新聞紙面の中で、挿絵の在り方とは一体何だろう?
絵は、どのような役割を持つだろう?
私の作品にはどんな作用があるだろう?
そんなことを考えつつ、いや、ある時は全くそんなことを無視しながら、 原稿を落とさないよう、3年間、西日本新聞『読者文芸コーナー』の挿絵を 担当させて頂きました。
見る人の存在や、絵を見た人がどう感じるだろうか?という事を、 描く前からこんなにも意識して制作したことは今までなかったので、 題材を選ぶのに戸惑うことも多くありました。 その中で、出来るだけ私の大事にしているものを発信していこうと努めました。
前半の水彩画は、彩色がありながらも紙面はモノクロ掲載である為、 濃淡を意識して、どのような表情がでるのか毎回掲載が楽しみでしたし、 後半のモノクロの作品では、元々好きだった画面の構成に、 様々な視点から挑戦できたように感じます。
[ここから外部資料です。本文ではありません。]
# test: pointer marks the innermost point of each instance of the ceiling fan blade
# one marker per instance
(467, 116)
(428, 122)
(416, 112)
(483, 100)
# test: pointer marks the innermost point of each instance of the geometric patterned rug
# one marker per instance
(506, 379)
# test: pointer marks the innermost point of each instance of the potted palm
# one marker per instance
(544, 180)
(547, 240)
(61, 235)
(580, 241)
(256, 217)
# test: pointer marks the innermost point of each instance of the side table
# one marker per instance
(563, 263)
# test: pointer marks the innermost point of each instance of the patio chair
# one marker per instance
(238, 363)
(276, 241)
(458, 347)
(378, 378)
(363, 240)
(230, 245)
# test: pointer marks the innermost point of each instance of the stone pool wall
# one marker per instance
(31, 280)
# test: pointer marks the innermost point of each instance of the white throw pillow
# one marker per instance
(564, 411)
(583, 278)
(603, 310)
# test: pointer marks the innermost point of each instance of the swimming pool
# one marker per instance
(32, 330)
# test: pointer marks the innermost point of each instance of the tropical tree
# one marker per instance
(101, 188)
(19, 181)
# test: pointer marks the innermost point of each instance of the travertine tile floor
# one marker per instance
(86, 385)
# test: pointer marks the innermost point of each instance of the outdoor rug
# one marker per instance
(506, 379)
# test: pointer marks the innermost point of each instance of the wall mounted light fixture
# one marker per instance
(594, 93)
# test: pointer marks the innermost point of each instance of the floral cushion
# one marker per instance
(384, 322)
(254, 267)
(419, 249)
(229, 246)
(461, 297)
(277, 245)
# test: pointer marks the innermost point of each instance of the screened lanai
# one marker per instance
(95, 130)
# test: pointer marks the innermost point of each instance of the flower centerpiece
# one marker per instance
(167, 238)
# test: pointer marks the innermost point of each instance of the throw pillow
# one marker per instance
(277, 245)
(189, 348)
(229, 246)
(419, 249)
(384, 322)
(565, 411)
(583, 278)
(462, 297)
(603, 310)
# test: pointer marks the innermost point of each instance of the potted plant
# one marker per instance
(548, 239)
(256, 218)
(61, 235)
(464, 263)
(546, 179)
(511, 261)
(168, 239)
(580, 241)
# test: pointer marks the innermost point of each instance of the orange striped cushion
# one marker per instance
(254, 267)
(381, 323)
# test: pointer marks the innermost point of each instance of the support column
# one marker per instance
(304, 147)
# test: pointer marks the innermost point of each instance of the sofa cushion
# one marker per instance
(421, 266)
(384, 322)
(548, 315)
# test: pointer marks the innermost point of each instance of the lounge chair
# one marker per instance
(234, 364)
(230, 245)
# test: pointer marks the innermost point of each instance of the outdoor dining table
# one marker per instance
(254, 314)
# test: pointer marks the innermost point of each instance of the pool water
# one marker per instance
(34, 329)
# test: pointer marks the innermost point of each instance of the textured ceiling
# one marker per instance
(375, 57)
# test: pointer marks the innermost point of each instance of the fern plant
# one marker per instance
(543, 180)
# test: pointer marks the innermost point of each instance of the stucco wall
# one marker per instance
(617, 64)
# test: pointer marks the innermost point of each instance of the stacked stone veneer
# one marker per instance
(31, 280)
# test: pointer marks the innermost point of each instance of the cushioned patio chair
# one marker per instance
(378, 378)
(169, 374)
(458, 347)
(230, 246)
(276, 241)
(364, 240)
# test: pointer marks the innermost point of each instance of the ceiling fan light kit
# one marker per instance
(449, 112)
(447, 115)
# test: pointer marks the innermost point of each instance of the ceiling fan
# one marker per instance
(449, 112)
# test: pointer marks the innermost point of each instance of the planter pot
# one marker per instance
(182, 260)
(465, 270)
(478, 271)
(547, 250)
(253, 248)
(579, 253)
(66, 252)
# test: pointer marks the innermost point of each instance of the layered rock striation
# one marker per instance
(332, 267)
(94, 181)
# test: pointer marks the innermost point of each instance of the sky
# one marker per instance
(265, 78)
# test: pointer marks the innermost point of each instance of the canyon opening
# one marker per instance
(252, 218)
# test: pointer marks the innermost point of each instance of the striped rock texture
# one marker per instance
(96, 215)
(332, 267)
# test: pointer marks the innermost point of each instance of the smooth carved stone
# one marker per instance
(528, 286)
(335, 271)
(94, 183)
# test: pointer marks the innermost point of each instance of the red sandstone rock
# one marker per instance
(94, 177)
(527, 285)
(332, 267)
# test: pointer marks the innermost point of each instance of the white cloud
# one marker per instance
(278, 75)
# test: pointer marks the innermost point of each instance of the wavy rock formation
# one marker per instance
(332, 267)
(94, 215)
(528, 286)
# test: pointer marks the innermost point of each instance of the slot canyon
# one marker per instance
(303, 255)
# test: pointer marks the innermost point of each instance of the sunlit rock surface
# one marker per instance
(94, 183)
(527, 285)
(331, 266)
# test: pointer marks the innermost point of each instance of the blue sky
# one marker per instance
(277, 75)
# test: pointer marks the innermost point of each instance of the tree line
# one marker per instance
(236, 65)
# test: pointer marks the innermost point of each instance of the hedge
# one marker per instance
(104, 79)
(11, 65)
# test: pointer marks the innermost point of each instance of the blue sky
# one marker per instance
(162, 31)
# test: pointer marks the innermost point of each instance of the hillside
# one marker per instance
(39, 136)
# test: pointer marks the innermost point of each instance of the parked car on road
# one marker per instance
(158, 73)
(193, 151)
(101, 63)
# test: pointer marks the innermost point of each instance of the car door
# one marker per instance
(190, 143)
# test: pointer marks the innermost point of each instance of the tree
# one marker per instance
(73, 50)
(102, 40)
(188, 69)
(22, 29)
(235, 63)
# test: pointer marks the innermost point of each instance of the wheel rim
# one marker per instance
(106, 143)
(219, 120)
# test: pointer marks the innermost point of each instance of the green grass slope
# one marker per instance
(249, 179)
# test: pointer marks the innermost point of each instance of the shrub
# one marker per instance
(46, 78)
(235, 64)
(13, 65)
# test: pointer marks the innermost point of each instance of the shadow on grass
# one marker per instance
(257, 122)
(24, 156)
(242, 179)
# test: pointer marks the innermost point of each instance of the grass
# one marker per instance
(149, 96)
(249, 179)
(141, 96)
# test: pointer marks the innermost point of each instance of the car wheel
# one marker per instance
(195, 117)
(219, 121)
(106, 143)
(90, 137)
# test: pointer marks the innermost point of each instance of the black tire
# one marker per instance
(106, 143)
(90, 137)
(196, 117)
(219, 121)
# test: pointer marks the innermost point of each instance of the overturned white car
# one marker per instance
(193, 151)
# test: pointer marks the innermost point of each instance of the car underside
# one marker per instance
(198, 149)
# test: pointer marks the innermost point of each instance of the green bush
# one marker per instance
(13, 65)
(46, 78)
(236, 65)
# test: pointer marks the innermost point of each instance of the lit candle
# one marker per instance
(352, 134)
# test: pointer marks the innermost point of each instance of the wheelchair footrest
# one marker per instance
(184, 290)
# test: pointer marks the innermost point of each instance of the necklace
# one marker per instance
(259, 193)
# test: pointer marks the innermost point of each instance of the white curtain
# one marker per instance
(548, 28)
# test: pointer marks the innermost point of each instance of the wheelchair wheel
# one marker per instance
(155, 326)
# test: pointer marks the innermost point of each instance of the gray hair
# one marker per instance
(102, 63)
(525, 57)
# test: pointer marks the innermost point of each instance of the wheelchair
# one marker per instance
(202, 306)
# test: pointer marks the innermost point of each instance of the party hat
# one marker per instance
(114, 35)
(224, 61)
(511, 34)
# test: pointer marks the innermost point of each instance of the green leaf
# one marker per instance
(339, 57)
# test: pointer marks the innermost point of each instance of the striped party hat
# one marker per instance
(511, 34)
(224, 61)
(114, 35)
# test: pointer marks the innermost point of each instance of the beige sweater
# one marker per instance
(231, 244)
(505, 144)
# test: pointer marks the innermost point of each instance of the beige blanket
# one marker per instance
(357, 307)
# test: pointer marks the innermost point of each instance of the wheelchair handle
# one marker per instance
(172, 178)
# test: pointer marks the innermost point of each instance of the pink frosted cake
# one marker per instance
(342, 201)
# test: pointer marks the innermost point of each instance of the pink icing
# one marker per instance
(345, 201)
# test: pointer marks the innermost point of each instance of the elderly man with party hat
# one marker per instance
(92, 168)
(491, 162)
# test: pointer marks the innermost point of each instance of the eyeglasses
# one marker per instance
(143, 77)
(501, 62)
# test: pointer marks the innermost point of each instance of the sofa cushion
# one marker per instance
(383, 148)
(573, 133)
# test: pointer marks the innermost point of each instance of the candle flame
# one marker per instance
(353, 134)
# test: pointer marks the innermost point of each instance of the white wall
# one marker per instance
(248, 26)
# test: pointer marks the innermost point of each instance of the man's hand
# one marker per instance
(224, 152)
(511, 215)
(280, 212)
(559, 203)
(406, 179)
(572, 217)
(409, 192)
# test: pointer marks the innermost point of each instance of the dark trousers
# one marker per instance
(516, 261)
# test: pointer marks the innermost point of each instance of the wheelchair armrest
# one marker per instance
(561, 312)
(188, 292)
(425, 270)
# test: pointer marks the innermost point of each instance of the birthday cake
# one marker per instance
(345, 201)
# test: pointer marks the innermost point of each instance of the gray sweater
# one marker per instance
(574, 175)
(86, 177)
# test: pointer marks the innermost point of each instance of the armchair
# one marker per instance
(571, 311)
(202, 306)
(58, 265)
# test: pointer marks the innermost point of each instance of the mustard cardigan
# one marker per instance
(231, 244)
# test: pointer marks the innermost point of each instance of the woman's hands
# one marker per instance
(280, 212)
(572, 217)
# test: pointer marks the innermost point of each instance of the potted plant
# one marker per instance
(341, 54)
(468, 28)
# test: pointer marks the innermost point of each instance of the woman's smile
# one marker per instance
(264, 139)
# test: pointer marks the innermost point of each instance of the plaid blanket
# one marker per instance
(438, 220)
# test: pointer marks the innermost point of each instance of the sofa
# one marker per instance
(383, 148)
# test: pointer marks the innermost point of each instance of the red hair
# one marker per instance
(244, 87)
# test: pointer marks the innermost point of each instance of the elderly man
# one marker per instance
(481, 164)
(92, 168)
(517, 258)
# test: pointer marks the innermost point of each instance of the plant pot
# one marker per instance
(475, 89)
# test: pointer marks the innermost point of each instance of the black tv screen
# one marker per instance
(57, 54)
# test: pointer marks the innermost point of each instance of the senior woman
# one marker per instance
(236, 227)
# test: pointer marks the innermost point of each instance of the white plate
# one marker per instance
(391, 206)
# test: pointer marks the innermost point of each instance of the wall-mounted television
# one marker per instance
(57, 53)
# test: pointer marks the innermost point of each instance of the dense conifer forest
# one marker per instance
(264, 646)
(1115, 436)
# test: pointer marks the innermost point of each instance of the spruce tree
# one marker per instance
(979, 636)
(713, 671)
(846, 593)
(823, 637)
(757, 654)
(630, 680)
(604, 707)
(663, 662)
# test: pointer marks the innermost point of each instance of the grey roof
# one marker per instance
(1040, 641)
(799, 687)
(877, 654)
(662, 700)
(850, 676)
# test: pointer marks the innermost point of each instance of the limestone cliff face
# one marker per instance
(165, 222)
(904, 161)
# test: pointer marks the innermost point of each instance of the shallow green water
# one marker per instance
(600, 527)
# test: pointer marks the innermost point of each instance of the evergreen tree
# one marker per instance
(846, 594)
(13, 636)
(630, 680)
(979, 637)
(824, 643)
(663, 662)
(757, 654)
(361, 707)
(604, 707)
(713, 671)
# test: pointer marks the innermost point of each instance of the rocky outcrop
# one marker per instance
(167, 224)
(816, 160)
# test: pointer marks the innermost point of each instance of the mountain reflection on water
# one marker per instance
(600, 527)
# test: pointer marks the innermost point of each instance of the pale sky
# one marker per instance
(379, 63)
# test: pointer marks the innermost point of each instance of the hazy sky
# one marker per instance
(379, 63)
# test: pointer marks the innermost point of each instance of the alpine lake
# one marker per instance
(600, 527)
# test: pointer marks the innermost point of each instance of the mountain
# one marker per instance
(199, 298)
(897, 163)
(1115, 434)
75枚、どの作品も、作業中の想いや、筆の感触、悩みや達成感、 色んな思い出が湧き上がってくる愛すべき作品達です。 新聞紙面からでは見えなかったものを、原画から感じて頂けましたら幸いです。
3年間、多くの経験ができ、また、これからの制作に繋がるヒントや、 新しい発見することが出来ました。 いつも応援して下さった方々、関わって下さった全ての皆様に感謝申し上げます。